La veille, une cérémonie religieuse avait été célébrée en l'église Saint-Germain l'Auxerrois, dans le 1er arrondissement de Paris, en l'honneur du vase qui le contient et en présence de la famille "royale". Le lambeau de chair attribué au Dauphin, dont la validité est contestée par d'autres royalistes, a ensuite été ramené le lendemain à la basilique de Saint Denis où il était exposé auparavant. Fascination pour le morbide et goût maladif pour les reliques, l'évènement a donné lieu à une cérémonie religieuse le 8 juin à 10 h en présence du nonce apostolique Fortunato Baldelli et de Jean-Jacques Aillagon, ancien ministre de la Culture ! L'après-midi, à 15 h, le dépôt du morceau de viande dans la crypte fut le prétexte à de nouvelles émotions pour cette frange archaïque de la population française. Le non-évènement a été suivi sur un grand écran par 200 à 300 personnes à l'extérieur de l'église, où alternaient les badauds et les monarchistes.

Soucieuse d'accueillir cet hôte de marque avec les honneurs qui ne lui sont pas dus, la basilique, propriété d'une République qui s'oublie assez fréquemment, avait revêtu ses plus beaux atours : une cape bleu ciel ornée de fleurs de lys trônait dans l'église et une moquette de même couleur était étendue dans l'allée centrale ainsi que sur le parvis. Surestimant l'intérêt porté à l'évènement, les organisateurs, ou la Préfecture de police, avaient protégé l'accès à la basilique par une double rangée de barrières, barricade bien inutile pour une assistance curieuse plus que fascinée...

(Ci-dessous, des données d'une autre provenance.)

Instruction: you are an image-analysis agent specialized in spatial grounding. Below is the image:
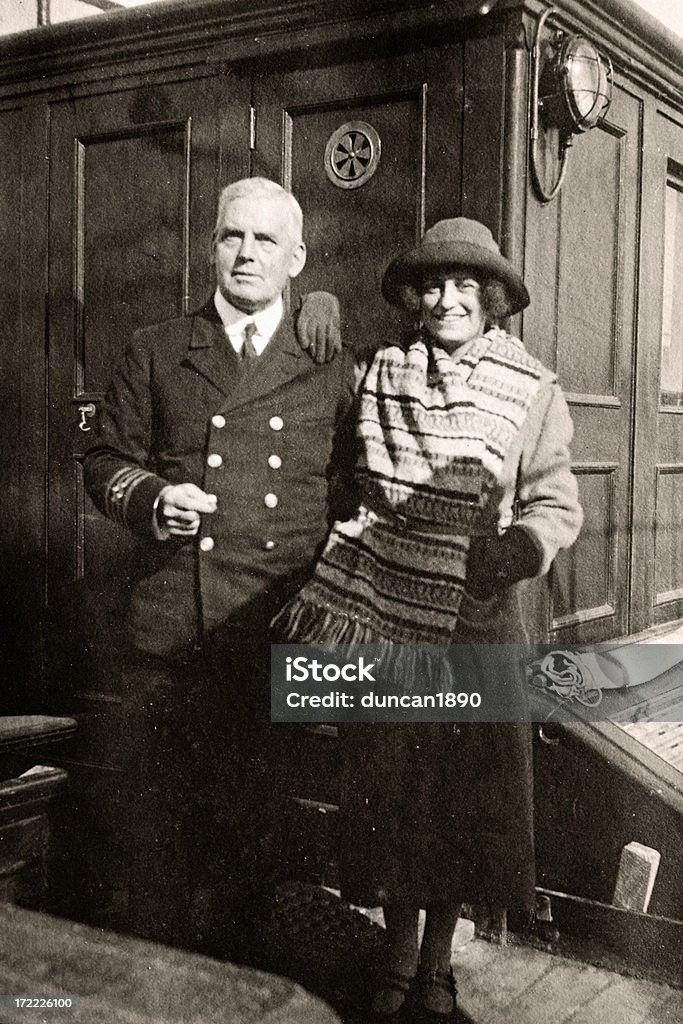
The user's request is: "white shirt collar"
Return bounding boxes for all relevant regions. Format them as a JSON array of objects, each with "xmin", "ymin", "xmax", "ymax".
[{"xmin": 213, "ymin": 288, "xmax": 284, "ymax": 355}]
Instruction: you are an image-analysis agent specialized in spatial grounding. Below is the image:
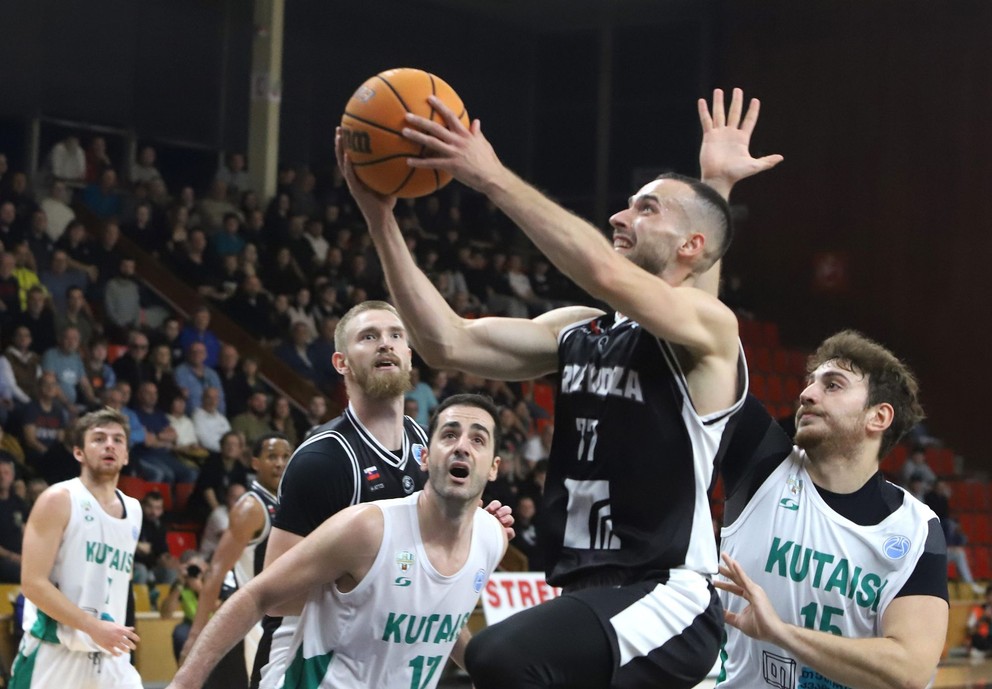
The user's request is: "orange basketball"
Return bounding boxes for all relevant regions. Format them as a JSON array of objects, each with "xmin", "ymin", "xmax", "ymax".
[{"xmin": 341, "ymin": 67, "xmax": 469, "ymax": 198}]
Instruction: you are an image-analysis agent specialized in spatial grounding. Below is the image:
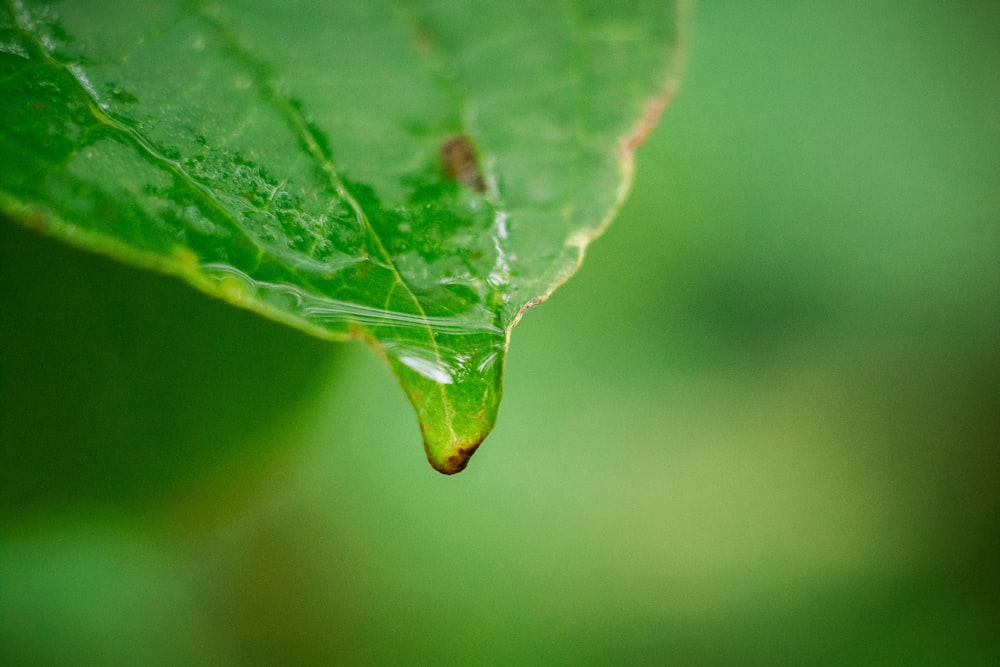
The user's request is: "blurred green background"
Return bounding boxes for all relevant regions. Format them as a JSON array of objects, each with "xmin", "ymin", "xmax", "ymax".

La cérémonie relativement courte a débuté par un extrait de la première lettre de "saint" Paul aux Colossiens qui exhorte à croire en la résurrection, comprendre la résurrection de Louis XVII et de l'Ancien régime. Bien que l'officiant en ait appelé fréquemment à la lumière des princes, ce sont plutôt les ténèbres de l'obscurantisme chrétien qui s'abattent sur la ville de Saint Denis. Devant le prétendant à la couronne Louis-Alphonse de Bourbon, qui aime à se faire désigner sous le nom de "Prince de Bourbon, duc d'Anjou", et une assistance pétrie de nostalgie et de ressentiment, le prélat ordonne : "pour tous les défunts de cette famille, prions le Seigneur". Admirable compassion pour une lignée d'oppresseurs. Mais le religieux, dans son assistance aux déshérités de la foi, inclut aussi les mécréants dans ses prières : "pour tous ceux qui n'ont pas la consolation de la foi, prions le Seigneur". Ceux-ci étant désespérément plus nombreux que les précédents, la magnanimité de l'ecclésiastique n'est pas si surprenante, rien n'est plus motivant que l'abondance d'âmes à convertir pour un agent de l'Église.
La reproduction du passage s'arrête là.